MariaDB starting with 10.1.0

The ANALYZE statement command was introduced in MariaDB 10.1.0.

Command description

The ANALYZE statement command is similar to EXPLAIN statement. ANALYZE statement will invoke the optimizer, execute the statement, and then produce EXPLAIN output instead of the result set. The EXPLAIN output will be annotated with statistics from statement execution.

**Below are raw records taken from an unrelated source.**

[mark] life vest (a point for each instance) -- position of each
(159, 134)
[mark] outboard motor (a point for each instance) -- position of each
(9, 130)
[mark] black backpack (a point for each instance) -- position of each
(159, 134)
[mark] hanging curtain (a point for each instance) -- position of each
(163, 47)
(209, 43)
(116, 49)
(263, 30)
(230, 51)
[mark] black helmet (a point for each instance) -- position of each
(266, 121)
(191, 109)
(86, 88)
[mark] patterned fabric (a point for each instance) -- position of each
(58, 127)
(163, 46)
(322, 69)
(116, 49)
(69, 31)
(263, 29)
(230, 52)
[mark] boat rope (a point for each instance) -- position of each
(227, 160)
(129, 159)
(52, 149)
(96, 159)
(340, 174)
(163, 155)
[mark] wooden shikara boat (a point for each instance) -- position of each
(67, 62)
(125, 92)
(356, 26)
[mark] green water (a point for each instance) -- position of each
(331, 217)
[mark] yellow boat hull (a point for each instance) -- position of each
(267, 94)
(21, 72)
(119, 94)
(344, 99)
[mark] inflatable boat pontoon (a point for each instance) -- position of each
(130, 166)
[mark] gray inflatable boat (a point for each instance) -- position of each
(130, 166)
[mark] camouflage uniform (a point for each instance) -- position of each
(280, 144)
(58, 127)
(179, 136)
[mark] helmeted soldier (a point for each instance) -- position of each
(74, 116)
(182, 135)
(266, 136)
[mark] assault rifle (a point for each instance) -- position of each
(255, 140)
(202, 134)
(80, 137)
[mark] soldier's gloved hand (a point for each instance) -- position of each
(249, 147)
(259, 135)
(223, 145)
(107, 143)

This lets one check how close the optimizer's estimates about the query plan are to the reality.

The syntax is

ANALYZE explainable_statement;

where the statement is any statement for which one can run EXPLAIN.

Command output

Consider an example:

MariaDB> analyze select * from tbl1 where key1 between 10 and 200 and col1 like 'foo%'\G
*************************** 1. row ***************************
           id: 1
  select_type: SIMPLE
        table: tbl1
         type: range
possible_keys: key1
          key: key1
      key_len: 5
          ref: NULL
         rows: 181
       r_rows: 181
     filtered: 100.00
   r_filtered: 10.50
        Extra: Using index condition; Using where

Compared to EXPLAIN, ANALYZE produces two extra columns:

  • r_rows is an observation-based counterpart of the rows column. It shows how many rows were actually read from the table.
  • r_filtered is an observation-based counterpart of the filtered column. It shows which fraction of rows was left after applying the WHERE condition.

Interpreting the output

Joins

Let's consider a more complicated example.

analyze select * 
from orders, customer 
where 
  customer.c_custkey=orders.o_custkey and 
  customer.c_acctbal < 0 and 
  orders.o_totalprice > 200*1000
+----+-------------+----------+------+---------------+-------------+---------+--------------------+--------+--------+----------+------------+-------------+
| id | select_type | table    | type | possible_keys | key         | key_len | ref                | rows   | r_rows | filtered | r_filtered | Extra       |
+----+-------------+----------+------+---------------+-------------+---------+--------------------+--------+--------+----------+------------+-------------+
|  1 | SIMPLE      | customer | ALL  | PRIMARY,...   | NULL        | NULL    | NULL               | 149095 | 150000 |    18.08 |       9.13 | Using where |
|  1 | SIMPLE      | orders   | ref  | i_o_custkey   | i_o_custkey | 5       | customer.c_custkey |      7 |     10 |   100.00 |      30.03 | Using where |
+----+-------------+----------+------+---------------+-------------+---------+--------------------+--------+--------+----------+------------+-------------+

Here, one can see that

  • For table customer, customer.rows=149095, customer.r_rows=150000. The estimate for number of rows we will read was fairly precise
  • customer.filtered=18.08, customer.r_filtered=9.13. The optimizer somewhat overestimated the number of records that will match selectivity of condition attached to `customer` table. (in general, when you have a full scan and r_filtered is less than 15%, it's time to consider adding an appropriate index)
  • For table orders, orders.rows=7, orders.r_rows=10. This means that on average, there are 7 orders for a given c_custkey, but in our case there were 10, which is close to the expectation (when this number is consistently far from the expectation, maybe it's time to run ANALYZE TABLE, or even edit the table statistics manually to get better query plans)
  • orders.filtered=100, orders.r_filtered=30.03. The optimizer didn't have any way to estimate which fraction of records will be left after it checks the condition that is attached to table orders (it's orders.o_totalprice > 200*1000). So, it used 100%. In reality, it is 30%. 30% is typically not selective enough to warrant adding new indexes. For joins with many tables, it might be worth to collect and use column statistics for columns in question, this may help the optimizer to pick a better query plan.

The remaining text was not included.